14 Feb 2023
Jim Rowan tells analysts that the EV tipping point, and price parity with combustion engined cars, is fast approaching. He’s backing the new small SUV to power growth.
Volvo Car’s strategy to go all-out on electric vehicles globally by 2030 will pay dividends – giving its cars and customers critical advantages over rival carmakers trying to sweat ‘legacy’ diesel and petrol technology, according to Global CEO Jim Rowan.
Taking questions from analysts around high Lithium prices, a key battery component; supply chain disruption; the heavy investment required to flip to all-electric production and; whether Volvo can meet its mid-decade target to double production to 1.2 million cars, Rowan was upbeat.
“The industry is in transition. When it is a technology transition, it can look like transformation will come at a linear pace. But when the technology becomes more mature – when costs come out of the equation – when the friction factors of charging infrastructure and range start to be eliminated, then you hit that inflection point,” said Rowan.
“When you hit that inflection point, the gradient of the [transformation] curve goes up very quickly … And if you don’t invest ahead of the curve, you miss that inflection point. Which means when the market changes, you’re not ready. So we invest ahead of the curve.”
Lithium prices present a “headwind”, Rowan acknowledged. But he thinks price inflation “will die away” as new technologies drive down battery costs. Rowan predicts “price parity”, i.e. pure electric cars will cost the same to buy as petrol or diesel equivalents, by 2025. “That is when I think that inflection point will kick-in – and the market [will witness] a much higher gradient to full BEV [battery electric vehicle] adoption,” said Rowan.
“Lead times vary between models and markets.”
That timing would perfectly align with Volvo Car Australia’s ambition to sell only pure electric cars from 2026. Rowan suggests carmakers – and those planning to buy a new car over the next few years – should read the auguries.
“Globally last year we saw new BEV sales increasing by 61 per cent – and ICE [internal combustion engine] sales falling by 15 per cent,” said Rowan. “That is a big data point and it’s telling you the market is moving towards electrification – so you best get ready.”

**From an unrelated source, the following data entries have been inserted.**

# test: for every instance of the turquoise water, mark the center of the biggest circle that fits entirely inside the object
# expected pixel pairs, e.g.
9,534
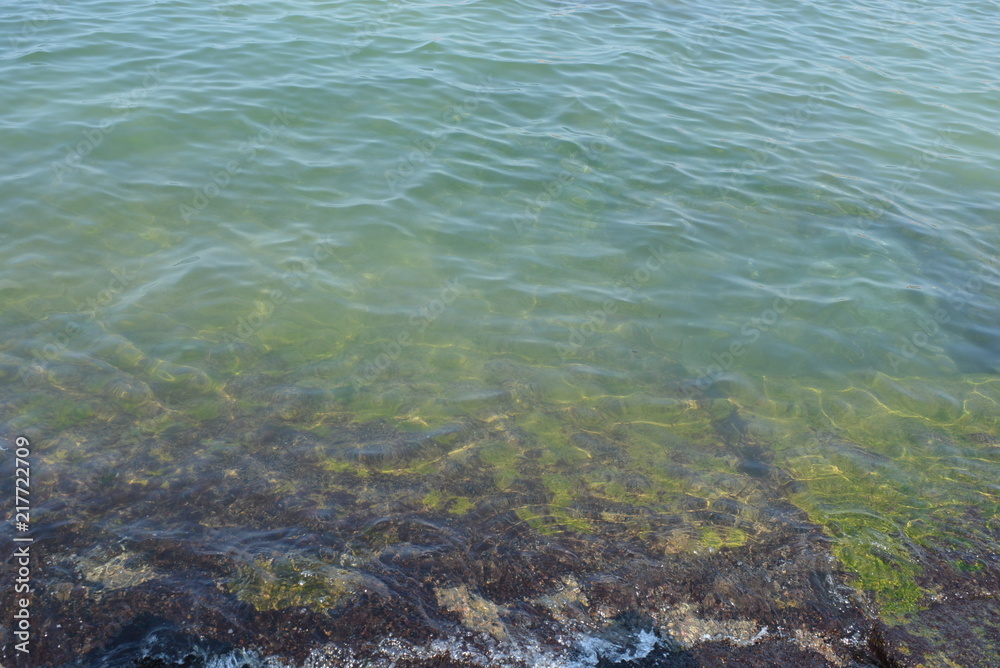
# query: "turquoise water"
628,219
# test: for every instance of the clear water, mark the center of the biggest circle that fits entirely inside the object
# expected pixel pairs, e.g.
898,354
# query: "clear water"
630,221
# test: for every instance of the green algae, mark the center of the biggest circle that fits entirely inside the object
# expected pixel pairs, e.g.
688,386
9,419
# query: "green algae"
278,583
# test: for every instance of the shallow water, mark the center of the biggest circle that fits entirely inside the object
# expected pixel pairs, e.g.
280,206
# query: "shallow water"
430,313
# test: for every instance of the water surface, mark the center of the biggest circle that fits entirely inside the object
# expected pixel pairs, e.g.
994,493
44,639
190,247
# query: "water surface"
462,321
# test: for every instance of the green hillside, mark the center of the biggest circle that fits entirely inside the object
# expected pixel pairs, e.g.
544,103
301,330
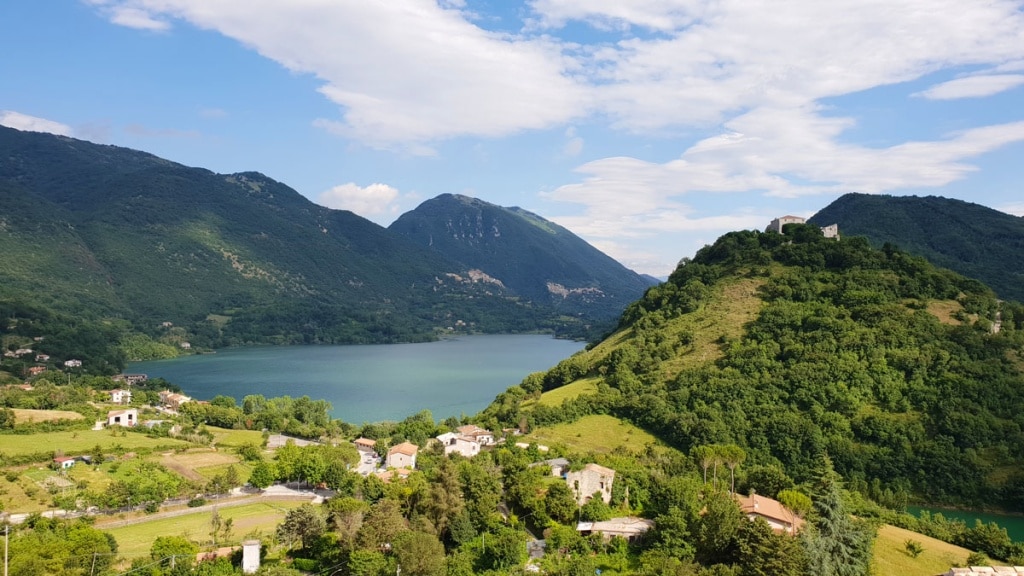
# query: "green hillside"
971,239
529,255
795,346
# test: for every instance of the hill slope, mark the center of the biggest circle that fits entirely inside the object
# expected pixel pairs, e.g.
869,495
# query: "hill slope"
797,346
971,239
102,232
531,256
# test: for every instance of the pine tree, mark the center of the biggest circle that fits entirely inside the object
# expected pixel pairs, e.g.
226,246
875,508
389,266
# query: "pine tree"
836,543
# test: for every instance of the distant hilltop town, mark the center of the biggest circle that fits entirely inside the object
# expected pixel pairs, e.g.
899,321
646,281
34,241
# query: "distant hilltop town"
830,231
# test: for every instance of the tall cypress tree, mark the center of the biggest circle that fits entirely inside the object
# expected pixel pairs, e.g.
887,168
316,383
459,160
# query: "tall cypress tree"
837,544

**Small SUV, subscription models to drive growth**
Volvo’s forthcoming small SUV will attract younger “Gen Z” electric vehicle customers – and play a major role in driving growth, according to Rowan.
“[The new pure electric SUV] will take up a new position in the market … the lower price point will allow us to pick up [younger customers] in a major way and it won’t be cannibalistic to our existing sales,” he said. “We think it will be a nice volume car for us.”
Rowan believes subscription models will also attract a younger customer base – and thinks subscription economics stack up because pure electric vehicles have higher residual values than petrol and diesel cars.
“When we release the small [pure electric] SUV and put that on a subscription-based ownership model, it allows us to talk to brand new customers,” said Rowan. “Gen Z drivers who are coming to the car market for the first time, because it makes it affordable.”
**Supply versus demand**
Rowan pointed to Volvo’s strong global order book as another sign that demand is rising, though the company is also working through a backlog created by supply chain disruption on the back of Covid.
“I think we’ll end the year with almost the same backlog as we started the year. I don’t think we’ll make headway into that in 2023,” said Rowan. But supply constraints are not uniform, he acknowledged: “Lead times vary between models and markets.”
Volvo Car Australia, for example, currently has a healthy stock of C40 Recharge single motor variants for February and March, with MD Stephen Connor in last month citing “positive conversations with our factories about getting more units into Australia” in 2023 in a bid to more than double EV sales.
Rowan said Volvo Cars’ expanded production capacity should help to ease constraints leading into 2024, “which suggests a smaller lead time to customers.”